When that video comes out.. i wanna see it for sure. That would be plain ol amazing!


----------



## hoytboy101 (Dec 17, 2007)

I can shoot about 90 yards with my target bow


----------



## xXStanXx (May 18, 2007)

I would shoot more than 50yds but my current 3pin sight is only set up for 20, 30, and 40yds...but once I get a 5pin sight I will be shooting farther.


----------



## XCalibre (Aug 31, 2006)

i don't know about yards, but i shoot 90m accurately with my recurve


----------



## Bowhunt4life (Dec 28, 2007)

20,25,30 YRDS(yards) TTL (Total)


----------



## Mexican 3D (Nov 16, 2003)

bowboy0 said:


> I can hold a 3in group at 80yards. I havent realy shot father then that so I dont know what else I can do. But hunting I will take a deer at 50yards.
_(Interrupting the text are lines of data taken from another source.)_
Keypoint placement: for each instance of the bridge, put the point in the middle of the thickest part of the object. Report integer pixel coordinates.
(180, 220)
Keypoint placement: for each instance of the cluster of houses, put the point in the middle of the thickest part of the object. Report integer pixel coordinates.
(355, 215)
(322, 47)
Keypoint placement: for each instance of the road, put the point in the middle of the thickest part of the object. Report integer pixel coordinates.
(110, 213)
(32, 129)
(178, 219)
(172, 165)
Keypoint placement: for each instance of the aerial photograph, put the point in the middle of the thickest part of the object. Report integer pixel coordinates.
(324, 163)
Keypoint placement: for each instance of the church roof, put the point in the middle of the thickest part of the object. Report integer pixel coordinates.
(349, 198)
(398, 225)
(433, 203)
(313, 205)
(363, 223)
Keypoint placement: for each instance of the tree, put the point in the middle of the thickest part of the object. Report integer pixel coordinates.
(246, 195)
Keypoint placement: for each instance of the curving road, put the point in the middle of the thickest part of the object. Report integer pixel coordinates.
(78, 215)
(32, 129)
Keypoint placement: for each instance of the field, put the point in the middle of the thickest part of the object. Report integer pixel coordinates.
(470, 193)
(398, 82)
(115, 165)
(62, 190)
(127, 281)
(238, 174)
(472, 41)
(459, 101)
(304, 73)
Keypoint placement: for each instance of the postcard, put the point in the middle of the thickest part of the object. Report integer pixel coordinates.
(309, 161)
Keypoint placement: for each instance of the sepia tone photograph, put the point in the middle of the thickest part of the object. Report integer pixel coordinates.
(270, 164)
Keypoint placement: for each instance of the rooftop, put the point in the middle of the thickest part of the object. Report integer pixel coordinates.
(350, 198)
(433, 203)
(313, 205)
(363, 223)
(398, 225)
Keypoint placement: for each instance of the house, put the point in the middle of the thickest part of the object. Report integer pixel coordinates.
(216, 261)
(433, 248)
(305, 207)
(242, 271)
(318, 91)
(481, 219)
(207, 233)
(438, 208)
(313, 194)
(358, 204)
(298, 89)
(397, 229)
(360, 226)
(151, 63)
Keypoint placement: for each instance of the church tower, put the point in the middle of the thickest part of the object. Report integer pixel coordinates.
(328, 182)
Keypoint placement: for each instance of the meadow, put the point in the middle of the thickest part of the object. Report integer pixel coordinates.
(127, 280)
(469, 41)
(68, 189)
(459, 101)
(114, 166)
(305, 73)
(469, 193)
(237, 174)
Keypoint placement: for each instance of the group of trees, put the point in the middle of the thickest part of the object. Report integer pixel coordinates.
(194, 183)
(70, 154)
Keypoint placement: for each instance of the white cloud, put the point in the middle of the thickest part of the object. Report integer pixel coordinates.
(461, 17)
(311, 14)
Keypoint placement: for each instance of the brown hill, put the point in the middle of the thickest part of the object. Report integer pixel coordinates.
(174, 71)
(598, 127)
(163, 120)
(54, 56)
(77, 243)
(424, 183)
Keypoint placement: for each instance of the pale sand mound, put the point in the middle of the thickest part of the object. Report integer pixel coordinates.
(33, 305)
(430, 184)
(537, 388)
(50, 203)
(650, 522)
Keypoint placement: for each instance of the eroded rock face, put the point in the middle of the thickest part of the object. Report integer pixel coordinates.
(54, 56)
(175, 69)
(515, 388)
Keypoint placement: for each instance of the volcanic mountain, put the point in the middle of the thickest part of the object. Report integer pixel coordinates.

now there are really good shooters in here.

3 inch group at 80 yards?? that would be a 7.62 cm group at 77 meters. the 10 ring is 12.2 cm at 70 meters, so you must be able to shoot a clean 70, 50 and 30 mts in a FITA event. and maybe even a 90 mt too!!!!


----------



## jing1117 (Jun 17, 2006)

for deer my max yardage would be 50 yards (ethical for me), even if i can hit the target with a broadhead at 70. at 3d shoots, 105 yards BHFS set up.


----------



## Twinsfan (Aug 9, 2007)

archerykid12 said:


> i can shoot out 100 i usually dont thoughmy sight it sighted in out to 80


wat your sight is only sighted in at 20 yards you liar.


----------



## master hunter (Oct 9, 2007)

40 is the max i will shot at a deer this year and the max i will shoot at a 3d shoot is 50.


----------



## bow slayer (Apr 2, 2007)

i've shot a 10x on a target 58 yards away at a 3D shoot once. but hunting i wouldn't shoot anything above 45 yards.


----------



## Bowhunt4life (Dec 28, 2007)

Ranges that are reasonable for bow hunting such as 20,25,30


----------



## Selil (Sep 5, 2005)

THIS THREAD IS IN THE "YOUNG ARCHERS FORUM" ALL YOU OLD DUDES STAY OUT.... The management... 

I now return you to the under 21 crowd.


----------



## tylerolsen12 (Feb 8, 2007)

Twinsfan said:


> wat your sight is only sighted in at 20 yards you liar.


ya for now austin it will be more once i actually get to shoot farther and get out of the indoor range sorry guys should have said will be sighted in out to 80 havent got to the outdoor range with new bow yet its too cold out to do it now have only been shooting indoor at 20


----------



## carloracer1987 (Nov 2, 2006)

Wow i hear alot of lies in here...

I will shoot 40 yards but i dont dare shooting at a deer farther than that. Id rather miss a deer than wound a deer.


----------



## armyboy (Jul 10, 2007)

carloracer1987 said:


> Wow i hear alot of lies in here...
> 
> I will shoot 40 yards but i dont dare shooting at a deer farther than that. Id rather miss a deer than wound a deer.


i would have to agree with you on that one:wink::wink:


----------



## tylerolsen12 (Feb 8, 2007)

i wont shoot at deer past 35 or 40 my sight is just sighted in for farther for fun


----------



## kegan (Aug 28, 2006)

carloracer1987 said:


> Wow i hear alot of lies in here...
> 
> I will shoot 40 yards but i dont dare shooting at a deer farther than that. Id rather miss a deer than wound a deer.


Lol. I wish I could even bring myself to shoot that far. I know I can hit, but whenevre I see a deer, it's always "gotta... stalk... closer". 

I can got within two feet of a squirrel... and still I couldn't convince ,yself to shoot!

But at least there are ethical shooters 'round here!


----------